Plaintiffs are not satisfied with the Attorney General’s decision and therefore wish to conduct litigation on their own to challenge *910the Attorney General’s decision as well as the decision of Memorial Hospital defendants to sell to HealthTrust. Appellants do not have standing to challenge the Attorney General’s decision. If we should adopt the appellants’ position, it could lead to the absurd situation that Memorial Hospital could never be sold because any potential buyer would face potentially endless litigation by a potentially unlimited number of litigants. This is not the law and should not be the law. The decision of the Tennessee Attorney General in those matters in which he is the legislatively designated representative of the public interest must bind every one who might claim to represent that interest.

We have considered each of the issues raised by the appellants and find them to be without merit.
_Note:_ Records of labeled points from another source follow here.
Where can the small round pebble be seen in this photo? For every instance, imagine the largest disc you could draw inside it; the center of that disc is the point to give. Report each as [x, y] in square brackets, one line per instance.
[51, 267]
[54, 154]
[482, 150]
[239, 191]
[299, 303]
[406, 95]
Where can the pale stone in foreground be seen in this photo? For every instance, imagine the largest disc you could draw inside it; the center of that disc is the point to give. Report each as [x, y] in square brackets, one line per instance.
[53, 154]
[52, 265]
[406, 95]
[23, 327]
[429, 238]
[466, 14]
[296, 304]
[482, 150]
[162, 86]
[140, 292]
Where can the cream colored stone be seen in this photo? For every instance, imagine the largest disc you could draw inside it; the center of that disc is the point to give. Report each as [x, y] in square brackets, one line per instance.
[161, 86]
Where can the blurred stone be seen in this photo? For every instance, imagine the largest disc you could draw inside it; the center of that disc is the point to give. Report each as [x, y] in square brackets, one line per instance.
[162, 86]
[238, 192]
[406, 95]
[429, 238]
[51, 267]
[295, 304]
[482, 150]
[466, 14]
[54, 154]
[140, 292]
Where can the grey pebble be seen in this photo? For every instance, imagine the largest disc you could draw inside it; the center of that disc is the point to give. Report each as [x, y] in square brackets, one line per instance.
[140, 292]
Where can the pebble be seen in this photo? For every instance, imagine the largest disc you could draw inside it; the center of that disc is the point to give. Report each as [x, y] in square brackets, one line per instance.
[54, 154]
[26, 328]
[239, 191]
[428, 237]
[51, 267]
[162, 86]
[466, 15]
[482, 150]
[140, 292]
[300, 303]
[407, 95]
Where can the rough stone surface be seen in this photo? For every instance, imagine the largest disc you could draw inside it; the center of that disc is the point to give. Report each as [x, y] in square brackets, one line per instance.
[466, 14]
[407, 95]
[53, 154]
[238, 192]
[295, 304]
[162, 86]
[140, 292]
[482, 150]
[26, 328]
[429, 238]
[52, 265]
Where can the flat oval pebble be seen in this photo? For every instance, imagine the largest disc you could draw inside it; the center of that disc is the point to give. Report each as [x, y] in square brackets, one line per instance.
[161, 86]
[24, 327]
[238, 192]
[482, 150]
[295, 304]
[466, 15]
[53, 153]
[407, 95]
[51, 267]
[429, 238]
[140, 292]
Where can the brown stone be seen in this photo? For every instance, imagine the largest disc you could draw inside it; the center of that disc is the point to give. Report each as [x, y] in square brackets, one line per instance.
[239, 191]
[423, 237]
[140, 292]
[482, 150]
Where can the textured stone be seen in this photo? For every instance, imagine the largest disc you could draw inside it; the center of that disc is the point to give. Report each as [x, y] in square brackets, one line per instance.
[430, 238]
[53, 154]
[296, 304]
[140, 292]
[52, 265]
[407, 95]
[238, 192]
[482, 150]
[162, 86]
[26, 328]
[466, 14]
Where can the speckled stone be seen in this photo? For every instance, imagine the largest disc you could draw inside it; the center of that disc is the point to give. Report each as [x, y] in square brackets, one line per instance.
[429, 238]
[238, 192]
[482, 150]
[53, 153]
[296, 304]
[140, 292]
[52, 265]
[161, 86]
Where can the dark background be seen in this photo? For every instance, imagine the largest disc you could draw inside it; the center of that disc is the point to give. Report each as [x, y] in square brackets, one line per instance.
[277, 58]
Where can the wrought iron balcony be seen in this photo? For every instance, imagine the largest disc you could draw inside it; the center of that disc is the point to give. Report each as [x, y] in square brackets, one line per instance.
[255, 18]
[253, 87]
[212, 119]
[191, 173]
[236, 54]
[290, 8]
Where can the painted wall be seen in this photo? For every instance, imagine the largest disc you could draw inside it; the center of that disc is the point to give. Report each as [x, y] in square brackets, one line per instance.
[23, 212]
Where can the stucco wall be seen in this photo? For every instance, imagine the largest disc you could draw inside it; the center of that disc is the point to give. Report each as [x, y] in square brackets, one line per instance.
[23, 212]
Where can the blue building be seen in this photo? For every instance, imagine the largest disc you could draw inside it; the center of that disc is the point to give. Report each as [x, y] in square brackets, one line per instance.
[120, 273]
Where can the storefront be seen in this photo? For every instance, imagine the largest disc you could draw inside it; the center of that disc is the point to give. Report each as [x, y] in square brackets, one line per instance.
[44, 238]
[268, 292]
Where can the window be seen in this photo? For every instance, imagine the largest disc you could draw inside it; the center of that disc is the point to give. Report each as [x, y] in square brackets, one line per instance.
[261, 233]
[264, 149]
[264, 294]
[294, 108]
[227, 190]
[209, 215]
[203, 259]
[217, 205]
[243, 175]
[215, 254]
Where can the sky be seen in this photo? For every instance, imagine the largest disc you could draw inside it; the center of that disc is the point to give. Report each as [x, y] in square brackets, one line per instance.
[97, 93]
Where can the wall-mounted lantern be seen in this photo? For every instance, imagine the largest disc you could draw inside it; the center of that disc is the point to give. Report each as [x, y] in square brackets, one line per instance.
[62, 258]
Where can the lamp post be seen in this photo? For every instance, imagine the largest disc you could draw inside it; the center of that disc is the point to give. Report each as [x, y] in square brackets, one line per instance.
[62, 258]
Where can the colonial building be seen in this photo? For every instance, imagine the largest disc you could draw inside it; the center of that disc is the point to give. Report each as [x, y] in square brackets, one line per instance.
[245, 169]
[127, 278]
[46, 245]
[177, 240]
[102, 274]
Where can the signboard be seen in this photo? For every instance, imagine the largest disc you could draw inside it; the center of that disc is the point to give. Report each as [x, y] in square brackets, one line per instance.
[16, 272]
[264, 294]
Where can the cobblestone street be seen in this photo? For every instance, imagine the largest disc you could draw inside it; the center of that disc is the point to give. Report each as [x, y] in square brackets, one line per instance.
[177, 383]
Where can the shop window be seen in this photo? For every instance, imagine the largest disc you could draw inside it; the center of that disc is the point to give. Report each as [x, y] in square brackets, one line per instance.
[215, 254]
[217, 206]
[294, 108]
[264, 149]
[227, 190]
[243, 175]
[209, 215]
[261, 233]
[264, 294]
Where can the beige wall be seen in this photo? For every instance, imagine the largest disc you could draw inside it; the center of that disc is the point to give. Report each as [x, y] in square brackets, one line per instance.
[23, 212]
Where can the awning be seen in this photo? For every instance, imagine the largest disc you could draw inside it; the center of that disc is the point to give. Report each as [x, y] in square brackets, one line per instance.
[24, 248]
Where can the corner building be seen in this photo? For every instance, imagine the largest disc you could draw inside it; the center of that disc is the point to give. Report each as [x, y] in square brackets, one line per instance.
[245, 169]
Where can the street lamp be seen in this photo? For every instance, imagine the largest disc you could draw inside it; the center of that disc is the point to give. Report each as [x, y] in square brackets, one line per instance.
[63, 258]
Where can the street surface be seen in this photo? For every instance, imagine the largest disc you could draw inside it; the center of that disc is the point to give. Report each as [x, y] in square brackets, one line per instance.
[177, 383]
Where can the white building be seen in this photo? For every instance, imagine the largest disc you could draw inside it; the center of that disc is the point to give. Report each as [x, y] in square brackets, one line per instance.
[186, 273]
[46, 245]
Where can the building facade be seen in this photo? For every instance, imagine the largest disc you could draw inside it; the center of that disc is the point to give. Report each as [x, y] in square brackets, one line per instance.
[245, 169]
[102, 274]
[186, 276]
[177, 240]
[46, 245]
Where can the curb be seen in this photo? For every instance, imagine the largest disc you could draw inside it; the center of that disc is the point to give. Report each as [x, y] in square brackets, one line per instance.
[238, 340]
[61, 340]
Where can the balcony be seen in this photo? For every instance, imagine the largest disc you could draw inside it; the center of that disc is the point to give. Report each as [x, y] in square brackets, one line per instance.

It results that the judgment of the trial court is affirmed in all respects. The costs on appeal are assessed to the plaintiffs and Intervening plaintiffs and Relators. The cause is remanded to the chancery court for the implementation of its judgment and any further necessary proceedings.

CANTRELL, J., concurs. TODD, P.J. (M.S.), concurs in separate opinion.

. Tennessee Rule of Appellate Procedure 14(a) grants this court the discretionary power to consider post-judgment facts “affecting the positions of the parties or the subject matter of the action such as mootness_" HealthTrust filed its motion for this court to consider post-judgment facts that the transaction has been consummated and the sale completed and to dismiss the appeal as moot. We have granted HealthTrust’s motion to consider post-judgment facts.